Santa Fe a hotspot for hip-hop? A resounding yes. SFR features members of the Outstanding Citizens Collective on this week’s cover. The story includes audio samples from the local artists, including a previously unreleased track from locals Benzo, Wolfman Jack, Prismatic Soul and Anthonius Monk dubbed “Art of Oz.” The release comes in honor of the November birthday of Benzo, who died last summer.
See them in court
New Mexico Attorney General Hector Balderas and Environment Secretary James Kenney have filed a federal court appeal in an attempt to overturn a decision by the Nuclear Regulatory Commission to grant a license to build a Consolidated Interim Storage Facility in Andrews County, Texas—just 5 miles across the state border. New Mexico previously filed a separate lawsuit challenging the licensing procedure. The NRC is also considering a separate license for a Consolidated Interim Storage Facility in Eunice, New Mexico. The new filing in the 10th Circuit Court of Appeals is “a part of New Mexico’s multi-pronged challenge to NRC’s approval of both these high level nuclear waste storage facilities,” according to a joint statement. “New Mexicans deserve a fully transparent and scientifically-complete environmental review prior to licensing a radioactive waste storage facility in West Texas,” said Kenney. “It is unconscionable to short-circuit this legal process and impose the associated public health and environmental risks on our communities. Today, New Mexico stands against the southwest becoming a dumping ground for the nation’s radioactive waste.”
When the bus comes by
Buses that shuttle passengers up the mountain to the Ski Santa Fe basin will henceforth be free, following a decision by the North Central Regional Transit District. The “Blue bus” 255 Mountain Trail had been operating on a fare-free basis since the early days of the pandemic to prevent fare box transmission and keep operators and passengers safe, but at a board meeting earlier this month, members voted to permanently lift fares on that route and on the 305 Taos Express, which connects Taos, Española and Santa Fe. The 255 Mountain Trail provides service from downtown Santa Fe up Hyde Park Road to trailheads in the Santa Fe National Forest and Hyde State Park, concluding at Ski Santa Fe where riders disembark near the ticket window and lifts. Previously, the route was $5 each way in the winter season. During the non-winter operation, the cost was $5 to ride up and free to ride down.There’s no news yet about opening day for the ski area, but Ski New Mexico still says Nov. 27, Thanksgiving Day, remains the tentative goal.

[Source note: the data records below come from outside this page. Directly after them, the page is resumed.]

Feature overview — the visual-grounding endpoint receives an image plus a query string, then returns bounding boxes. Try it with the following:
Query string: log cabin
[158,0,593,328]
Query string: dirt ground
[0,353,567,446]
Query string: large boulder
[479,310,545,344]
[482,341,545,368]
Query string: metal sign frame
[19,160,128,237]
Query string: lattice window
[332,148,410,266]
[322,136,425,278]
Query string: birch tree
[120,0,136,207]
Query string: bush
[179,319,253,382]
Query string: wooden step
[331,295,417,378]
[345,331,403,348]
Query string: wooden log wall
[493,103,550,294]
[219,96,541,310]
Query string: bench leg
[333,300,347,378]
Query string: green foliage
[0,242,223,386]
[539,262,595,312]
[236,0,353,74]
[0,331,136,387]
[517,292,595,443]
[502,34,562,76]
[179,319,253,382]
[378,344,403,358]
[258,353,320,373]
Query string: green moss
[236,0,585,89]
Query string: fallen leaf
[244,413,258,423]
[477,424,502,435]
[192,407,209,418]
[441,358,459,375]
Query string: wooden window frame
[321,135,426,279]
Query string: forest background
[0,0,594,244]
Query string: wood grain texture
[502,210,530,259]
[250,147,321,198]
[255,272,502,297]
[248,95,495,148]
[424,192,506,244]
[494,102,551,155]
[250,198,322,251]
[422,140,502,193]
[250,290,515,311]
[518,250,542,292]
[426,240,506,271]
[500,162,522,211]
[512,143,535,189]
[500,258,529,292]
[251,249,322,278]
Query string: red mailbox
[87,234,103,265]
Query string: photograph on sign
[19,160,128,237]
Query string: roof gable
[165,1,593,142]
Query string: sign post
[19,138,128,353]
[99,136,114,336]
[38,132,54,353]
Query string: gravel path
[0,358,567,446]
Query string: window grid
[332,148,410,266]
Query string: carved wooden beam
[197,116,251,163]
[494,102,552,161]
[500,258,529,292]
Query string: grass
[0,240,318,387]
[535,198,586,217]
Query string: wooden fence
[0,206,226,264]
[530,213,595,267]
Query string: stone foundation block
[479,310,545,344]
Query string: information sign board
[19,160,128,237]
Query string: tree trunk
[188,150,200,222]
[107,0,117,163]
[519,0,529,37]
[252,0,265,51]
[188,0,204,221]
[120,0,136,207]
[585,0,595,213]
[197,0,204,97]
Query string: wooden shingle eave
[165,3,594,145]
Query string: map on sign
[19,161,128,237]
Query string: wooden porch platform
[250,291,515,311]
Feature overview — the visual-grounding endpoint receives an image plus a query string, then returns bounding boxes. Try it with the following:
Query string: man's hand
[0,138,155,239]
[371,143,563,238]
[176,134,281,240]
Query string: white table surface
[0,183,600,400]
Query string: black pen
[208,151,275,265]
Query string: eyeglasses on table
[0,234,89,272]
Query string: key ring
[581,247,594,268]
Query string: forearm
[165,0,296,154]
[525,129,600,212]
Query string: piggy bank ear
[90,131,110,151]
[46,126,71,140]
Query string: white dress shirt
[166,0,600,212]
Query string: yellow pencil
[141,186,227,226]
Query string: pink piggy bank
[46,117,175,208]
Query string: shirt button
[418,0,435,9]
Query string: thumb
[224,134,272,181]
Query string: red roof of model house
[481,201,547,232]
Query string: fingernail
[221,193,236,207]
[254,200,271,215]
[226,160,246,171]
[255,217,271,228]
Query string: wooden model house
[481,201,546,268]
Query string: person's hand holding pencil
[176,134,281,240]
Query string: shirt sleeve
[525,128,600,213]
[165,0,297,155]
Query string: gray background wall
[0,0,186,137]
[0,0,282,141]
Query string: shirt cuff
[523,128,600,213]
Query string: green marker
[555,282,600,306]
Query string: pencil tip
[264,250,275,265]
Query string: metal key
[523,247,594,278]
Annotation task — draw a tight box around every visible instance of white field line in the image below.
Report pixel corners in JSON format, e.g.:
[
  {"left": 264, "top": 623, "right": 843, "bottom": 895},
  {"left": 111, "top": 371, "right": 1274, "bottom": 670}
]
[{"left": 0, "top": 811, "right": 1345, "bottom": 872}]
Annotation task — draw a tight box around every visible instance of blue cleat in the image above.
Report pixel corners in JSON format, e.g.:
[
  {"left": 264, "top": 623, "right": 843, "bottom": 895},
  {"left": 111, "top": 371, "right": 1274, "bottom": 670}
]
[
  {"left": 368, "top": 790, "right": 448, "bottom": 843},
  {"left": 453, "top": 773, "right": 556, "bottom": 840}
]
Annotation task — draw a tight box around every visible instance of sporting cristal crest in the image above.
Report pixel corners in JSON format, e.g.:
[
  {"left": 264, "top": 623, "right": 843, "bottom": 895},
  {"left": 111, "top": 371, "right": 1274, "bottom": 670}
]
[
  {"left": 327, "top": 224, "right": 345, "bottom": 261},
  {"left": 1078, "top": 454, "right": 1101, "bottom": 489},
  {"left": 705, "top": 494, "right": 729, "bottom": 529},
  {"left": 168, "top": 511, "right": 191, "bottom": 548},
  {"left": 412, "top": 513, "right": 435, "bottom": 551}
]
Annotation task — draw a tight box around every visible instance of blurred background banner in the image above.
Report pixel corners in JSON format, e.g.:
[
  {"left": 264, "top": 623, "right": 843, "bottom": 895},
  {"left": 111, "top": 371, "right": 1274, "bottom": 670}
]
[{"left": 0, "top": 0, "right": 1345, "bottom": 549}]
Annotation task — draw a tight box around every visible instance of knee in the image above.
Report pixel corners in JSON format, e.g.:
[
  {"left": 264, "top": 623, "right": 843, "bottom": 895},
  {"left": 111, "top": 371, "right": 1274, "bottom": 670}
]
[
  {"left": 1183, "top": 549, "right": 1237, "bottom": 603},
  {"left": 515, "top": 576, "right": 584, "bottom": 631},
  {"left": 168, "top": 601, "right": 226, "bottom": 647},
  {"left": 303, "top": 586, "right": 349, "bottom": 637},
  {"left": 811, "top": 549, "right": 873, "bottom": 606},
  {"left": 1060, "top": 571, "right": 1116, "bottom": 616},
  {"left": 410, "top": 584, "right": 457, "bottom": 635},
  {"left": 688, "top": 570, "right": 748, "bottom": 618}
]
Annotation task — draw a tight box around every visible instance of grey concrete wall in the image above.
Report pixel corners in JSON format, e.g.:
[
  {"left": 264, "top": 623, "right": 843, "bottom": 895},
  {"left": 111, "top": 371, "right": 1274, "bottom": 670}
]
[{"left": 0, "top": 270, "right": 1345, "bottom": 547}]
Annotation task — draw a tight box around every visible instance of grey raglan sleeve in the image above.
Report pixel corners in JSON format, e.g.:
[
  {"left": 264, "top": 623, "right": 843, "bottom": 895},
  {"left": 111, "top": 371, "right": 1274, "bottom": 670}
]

The only time we like it mild
Meanwhile, the National Weather Service forecast calls for another sunny and mild day with temps peaking in Santa Fe around 67 degrees with north wind around 10 mph becoming west in the afternoon.
Thanks for reading! The (substitute) Word is definitely not a watcher of sports, but appreciated catching videos of battles between college marching bands during football halftime shows this fall.